Kitabımla ilgili okuma ve açıklamalardan sonra sıra siyasete gelmişti..
Anlatmaya başladım orada bulunan seçkin kitap dostlarına:
“Almanya’dan yeni dönüş yapmıştım; Sinop’ta CHP’li ağır abiler bana; Sinop’un en cılız en üyesi kıt, en ilgisiz ilçesi senin ilçen Türkeli; git oraya yerleş, orayı toparla ve ihya et! Eskiden Ecevit dönemindeki gibi üye sayısı çoğalsın, ilçe yönetimi aktif olsun!” dediler, diyerek anlatmaya devam ettim; O abilerin önerisi üzerine Türkeli’ye baba evine (özenle tadilat ve tamirattan sonra) yerleştim..
Parti binasına gittim. Üye kaydı yaptırdım! Aman Allahım, üyelik tamam da Ankara’dan onay yok! Bekle babam bekle.. Yok oğlu yok! O arada ben anlatıyorum tabii neler yapacağımı, nasıl yapılması gerektiğini, benim projelerimi anlatıyorum, Türkeli’yi nasıl toparlarız?!.. Tabi bu açıklama ve beklentilerimin karşılık görmeyeceğini biliyordum.. ( çünkü zamanın ilçe başkanı benim hakkımda; Yılmaz Hoca geldi hazıra konacakmış, ben bu ilçede ömrümü bu partiye verdim, var mı öyle; gel partinin başına çöreklen, yok öyle yağma, avucunu yalasın Yılmaz Hoca der) Yine de anlattım ben boş boş..
O günlerde Sayın Kardeşim(!) tüm zamanların kıdemli MV. Engin Altay geldi Türkeli’ye.. 
Karşıladık! 
Her şey yolunda, gülücükler, öpücükler… 
Sahilde oturuyoruz..
Konu açıldı.. 
Önce dinlemedi…
Üstüne gidince; şöyle bi bana baktı kaşlar çatık çatık..

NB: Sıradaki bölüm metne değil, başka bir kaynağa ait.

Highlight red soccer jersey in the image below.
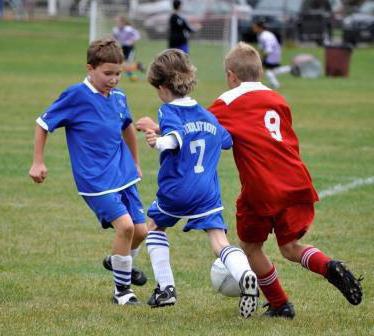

“Abisi, bu siyaset işi, dernek işlerine benzemez” dedi..
Yanıt hazırdı bende:
“Partiler de dernekler de (Avrupa’da çok başarılı dernekler kurmuştuk; SİNOP ÜNİVERSİTESİ  EĞİTİM FAKÜLTESİ binalarını biz ASİDER DERNEKLERİ olarak yaptırıp, üniversite kurulmasına vesile olmuştum başkan olarak, Sayın MV Engin Altay da baş davetlimdi ) insan unsuru ile insana hizmetle ilgili değil mi? Burada birincil olan insanı ikna etmek değil mi? dedim, gelen yanıt çok, anlamı yok, boştu..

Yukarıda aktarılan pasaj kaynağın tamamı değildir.